Add veggies to your sandwich. Instead of the old standby of iceberg lettuce and tomato, try arugula, spinach, or red lettuce. Spinach, sprouts, and julienned red peppers are a tasty combo and look pretty inside a wrap. Leftover roasted vegetables like onions, zucchini, and peppers will elevate your sandwich to a gourmet meal.
Always start your dinner with a salad. Get the BIGGEST bowl you can find and make a large raw salad that will take you through several lunches and dinners. For dinner, just grab a few handfuls, put them in a separate bowl, and toss them with your favorite dressing.
Roasted vegetables are great as a side dish. They are sweet, tasty, and easy to make. Chop up vegetables in similar sizes and types so they cook at the same time. For example, hard vegetables like carrots, turnips, sweet potatoes, and parsnips work great together, or you can combine softer vegetables like broccoli, zucchini, and green beans. To make roasted vegetables, drop the veggies on a large sheet pan taking care not to overcrowd them so the veggies will roast, not steam. Drizzle with some olive oil, mix well, sprinkle some sea salt and black pepper, and roast in a 425-degree oven for about 15 minutes for softer vegetables, 20 -30 minutes for harder ones. Prick with a fork to test for doneness. You don’t want them completely soft (there should be a little give). Make a lot of these because the leftovers are great reheated or turned into vegetable soup.
To make a soup with leftover vegetables, warm up 3-4 cups of organic, low-sodium veggie or chicken broth and add 2-3 cups of leftover roasted vegetables. When heated through, use an immersion blender to create a creamy vegetable soup. Season with salt and pepper to taste.

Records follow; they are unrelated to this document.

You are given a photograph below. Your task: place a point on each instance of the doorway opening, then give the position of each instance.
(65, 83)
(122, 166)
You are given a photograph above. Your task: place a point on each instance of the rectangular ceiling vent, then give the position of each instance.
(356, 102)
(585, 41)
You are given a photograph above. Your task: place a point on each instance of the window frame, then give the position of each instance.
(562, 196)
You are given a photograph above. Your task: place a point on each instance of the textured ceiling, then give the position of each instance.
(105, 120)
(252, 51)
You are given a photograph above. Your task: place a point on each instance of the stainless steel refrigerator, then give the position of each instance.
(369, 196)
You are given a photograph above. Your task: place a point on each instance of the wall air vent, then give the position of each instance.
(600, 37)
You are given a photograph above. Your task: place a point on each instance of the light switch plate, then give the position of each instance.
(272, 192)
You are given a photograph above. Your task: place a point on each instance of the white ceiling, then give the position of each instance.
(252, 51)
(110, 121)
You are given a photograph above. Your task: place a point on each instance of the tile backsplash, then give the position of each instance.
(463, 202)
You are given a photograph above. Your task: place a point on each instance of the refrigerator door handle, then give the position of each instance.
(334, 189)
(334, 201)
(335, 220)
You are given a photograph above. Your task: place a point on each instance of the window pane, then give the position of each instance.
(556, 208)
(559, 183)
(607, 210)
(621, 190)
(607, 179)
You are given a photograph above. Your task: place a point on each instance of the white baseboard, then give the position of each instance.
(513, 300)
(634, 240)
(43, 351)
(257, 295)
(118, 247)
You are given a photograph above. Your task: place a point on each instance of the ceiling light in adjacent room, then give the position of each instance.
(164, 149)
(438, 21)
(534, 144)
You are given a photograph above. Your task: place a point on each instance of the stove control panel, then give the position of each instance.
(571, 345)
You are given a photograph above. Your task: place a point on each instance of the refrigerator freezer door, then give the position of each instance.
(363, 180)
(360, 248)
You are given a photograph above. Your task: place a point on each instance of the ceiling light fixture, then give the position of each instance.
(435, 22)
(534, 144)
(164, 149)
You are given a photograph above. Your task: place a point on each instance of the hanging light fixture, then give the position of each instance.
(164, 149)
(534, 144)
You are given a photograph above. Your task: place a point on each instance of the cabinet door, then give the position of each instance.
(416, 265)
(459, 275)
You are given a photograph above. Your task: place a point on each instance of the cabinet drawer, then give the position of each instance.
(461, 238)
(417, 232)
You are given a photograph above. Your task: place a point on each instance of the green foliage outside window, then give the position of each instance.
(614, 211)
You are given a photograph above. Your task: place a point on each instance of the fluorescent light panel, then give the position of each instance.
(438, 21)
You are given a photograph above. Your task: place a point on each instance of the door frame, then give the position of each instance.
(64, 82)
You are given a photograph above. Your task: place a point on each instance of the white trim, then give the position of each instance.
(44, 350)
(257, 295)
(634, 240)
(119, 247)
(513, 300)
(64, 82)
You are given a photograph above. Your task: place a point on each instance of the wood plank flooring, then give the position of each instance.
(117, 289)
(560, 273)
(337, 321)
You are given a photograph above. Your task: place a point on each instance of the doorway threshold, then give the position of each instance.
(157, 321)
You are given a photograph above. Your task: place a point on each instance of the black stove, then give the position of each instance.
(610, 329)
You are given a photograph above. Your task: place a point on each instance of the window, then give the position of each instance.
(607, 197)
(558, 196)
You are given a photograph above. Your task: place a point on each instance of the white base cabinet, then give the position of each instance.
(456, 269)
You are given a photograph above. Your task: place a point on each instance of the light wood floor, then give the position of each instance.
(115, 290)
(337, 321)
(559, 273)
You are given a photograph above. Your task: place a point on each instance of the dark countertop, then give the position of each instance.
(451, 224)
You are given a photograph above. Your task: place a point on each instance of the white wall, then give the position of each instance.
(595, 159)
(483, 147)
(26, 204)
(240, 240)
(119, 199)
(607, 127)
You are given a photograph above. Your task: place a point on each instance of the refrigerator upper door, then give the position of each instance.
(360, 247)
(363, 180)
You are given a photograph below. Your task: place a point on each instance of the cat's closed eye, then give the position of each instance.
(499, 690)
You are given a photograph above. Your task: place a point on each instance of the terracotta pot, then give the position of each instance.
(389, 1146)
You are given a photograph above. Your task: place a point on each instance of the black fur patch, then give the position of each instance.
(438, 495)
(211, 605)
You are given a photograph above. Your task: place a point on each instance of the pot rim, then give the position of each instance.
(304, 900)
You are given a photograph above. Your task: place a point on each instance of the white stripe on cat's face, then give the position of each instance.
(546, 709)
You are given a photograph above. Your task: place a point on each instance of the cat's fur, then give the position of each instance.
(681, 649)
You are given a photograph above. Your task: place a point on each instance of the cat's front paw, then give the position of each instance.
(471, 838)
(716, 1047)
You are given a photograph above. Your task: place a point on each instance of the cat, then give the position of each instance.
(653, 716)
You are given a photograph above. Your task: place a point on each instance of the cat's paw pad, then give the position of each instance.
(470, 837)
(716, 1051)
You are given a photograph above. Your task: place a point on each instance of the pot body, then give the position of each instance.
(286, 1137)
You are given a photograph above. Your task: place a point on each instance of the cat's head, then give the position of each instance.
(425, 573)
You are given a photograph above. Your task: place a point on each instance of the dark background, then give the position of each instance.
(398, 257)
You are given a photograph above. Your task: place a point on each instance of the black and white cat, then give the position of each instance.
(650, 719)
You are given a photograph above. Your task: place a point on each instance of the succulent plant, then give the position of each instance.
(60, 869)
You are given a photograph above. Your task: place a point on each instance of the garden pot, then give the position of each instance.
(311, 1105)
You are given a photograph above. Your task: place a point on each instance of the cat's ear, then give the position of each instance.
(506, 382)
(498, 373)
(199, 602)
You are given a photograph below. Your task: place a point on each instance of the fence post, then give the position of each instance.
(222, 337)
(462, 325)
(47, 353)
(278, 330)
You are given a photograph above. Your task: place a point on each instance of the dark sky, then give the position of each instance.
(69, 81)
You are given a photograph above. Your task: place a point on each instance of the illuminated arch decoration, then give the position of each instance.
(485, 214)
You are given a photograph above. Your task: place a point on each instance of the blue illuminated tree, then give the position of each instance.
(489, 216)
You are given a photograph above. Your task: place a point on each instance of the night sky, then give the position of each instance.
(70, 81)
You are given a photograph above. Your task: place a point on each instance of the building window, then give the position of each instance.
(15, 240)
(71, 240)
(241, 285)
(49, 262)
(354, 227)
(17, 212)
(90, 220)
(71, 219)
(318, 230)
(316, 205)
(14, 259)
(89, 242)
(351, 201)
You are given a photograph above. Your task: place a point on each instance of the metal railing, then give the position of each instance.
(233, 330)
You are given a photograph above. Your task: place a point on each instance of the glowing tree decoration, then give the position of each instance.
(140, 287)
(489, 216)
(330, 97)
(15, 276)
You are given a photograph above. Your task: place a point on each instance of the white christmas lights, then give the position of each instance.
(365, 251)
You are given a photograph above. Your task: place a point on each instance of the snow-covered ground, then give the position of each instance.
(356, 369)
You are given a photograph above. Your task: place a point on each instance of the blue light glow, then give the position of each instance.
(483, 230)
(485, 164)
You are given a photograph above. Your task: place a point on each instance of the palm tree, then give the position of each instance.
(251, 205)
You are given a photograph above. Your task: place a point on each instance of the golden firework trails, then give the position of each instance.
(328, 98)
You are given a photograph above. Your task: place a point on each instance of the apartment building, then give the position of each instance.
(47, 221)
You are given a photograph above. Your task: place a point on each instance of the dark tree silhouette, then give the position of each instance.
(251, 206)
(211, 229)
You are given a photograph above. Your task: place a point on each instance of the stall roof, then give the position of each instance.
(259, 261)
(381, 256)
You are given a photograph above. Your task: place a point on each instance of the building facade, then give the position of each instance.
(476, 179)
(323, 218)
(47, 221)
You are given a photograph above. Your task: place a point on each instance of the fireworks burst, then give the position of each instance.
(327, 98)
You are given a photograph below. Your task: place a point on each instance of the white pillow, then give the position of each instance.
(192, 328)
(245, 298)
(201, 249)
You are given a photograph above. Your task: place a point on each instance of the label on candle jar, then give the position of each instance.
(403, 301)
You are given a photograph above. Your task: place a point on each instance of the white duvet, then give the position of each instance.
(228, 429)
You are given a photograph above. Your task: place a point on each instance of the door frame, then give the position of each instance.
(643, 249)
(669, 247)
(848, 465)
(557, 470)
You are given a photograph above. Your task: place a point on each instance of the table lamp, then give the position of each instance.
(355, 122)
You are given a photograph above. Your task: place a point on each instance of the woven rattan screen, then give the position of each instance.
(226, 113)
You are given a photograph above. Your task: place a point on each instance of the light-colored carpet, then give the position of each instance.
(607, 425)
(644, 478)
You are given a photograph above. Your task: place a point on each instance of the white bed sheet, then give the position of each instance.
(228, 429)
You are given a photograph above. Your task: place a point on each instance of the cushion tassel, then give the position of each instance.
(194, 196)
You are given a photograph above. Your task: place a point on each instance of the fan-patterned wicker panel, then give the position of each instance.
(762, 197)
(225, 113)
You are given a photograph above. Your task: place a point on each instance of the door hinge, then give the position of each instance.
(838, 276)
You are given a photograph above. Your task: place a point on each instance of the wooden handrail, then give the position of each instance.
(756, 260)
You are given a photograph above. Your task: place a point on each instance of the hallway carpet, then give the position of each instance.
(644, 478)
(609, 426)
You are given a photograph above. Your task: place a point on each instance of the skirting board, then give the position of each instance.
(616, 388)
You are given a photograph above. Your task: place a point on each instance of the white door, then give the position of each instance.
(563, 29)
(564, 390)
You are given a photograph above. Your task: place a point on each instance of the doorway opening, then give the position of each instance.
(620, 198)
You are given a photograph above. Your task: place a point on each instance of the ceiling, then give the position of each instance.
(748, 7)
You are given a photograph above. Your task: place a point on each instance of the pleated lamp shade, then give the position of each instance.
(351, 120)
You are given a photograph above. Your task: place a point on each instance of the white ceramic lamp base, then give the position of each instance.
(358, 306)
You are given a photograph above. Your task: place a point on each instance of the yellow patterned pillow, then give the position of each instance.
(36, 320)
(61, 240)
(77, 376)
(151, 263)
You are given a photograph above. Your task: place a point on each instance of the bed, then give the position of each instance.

Steamed vegetables drizzled with a little olive oil or topped with a pat of grass-fed butter and a pinch of salt and pepper are a delicious side dish and only take a few minutes. To steam, bring a few inches of water to boil in a pan with a tight-fitting lid. Add vegetables to a steamer basket or place right in the water, cover the pan, reduce the heat to simmer, and let steam for 5-8 minutes, depending on what vegetables you’re steaming. Prick with a fork to test for doneness. Again, you don’t want them completely soft, there should be a little resistance when you prick with a fork. Make extras as steamed veggies taste great added to raw salads.
Add a bag of frozen vegetables to your pasta sauce or to a quart of veggie or chicken broth with a can of beans for a quick and hearty soup. Snacks
Use carrots, celery, peppers, and cucumbers as dippers with hummus, guacamole, or salsa.
A piece of whole fruit like an apple or banana or a fruit salad is sweet, easy to make, and portable.
And there you have it! Nine servings aren't that difficult after all.
Try new vegetables, or revisit one you thought you didn’t like. Tastes change and evolve so experiment and enjoy.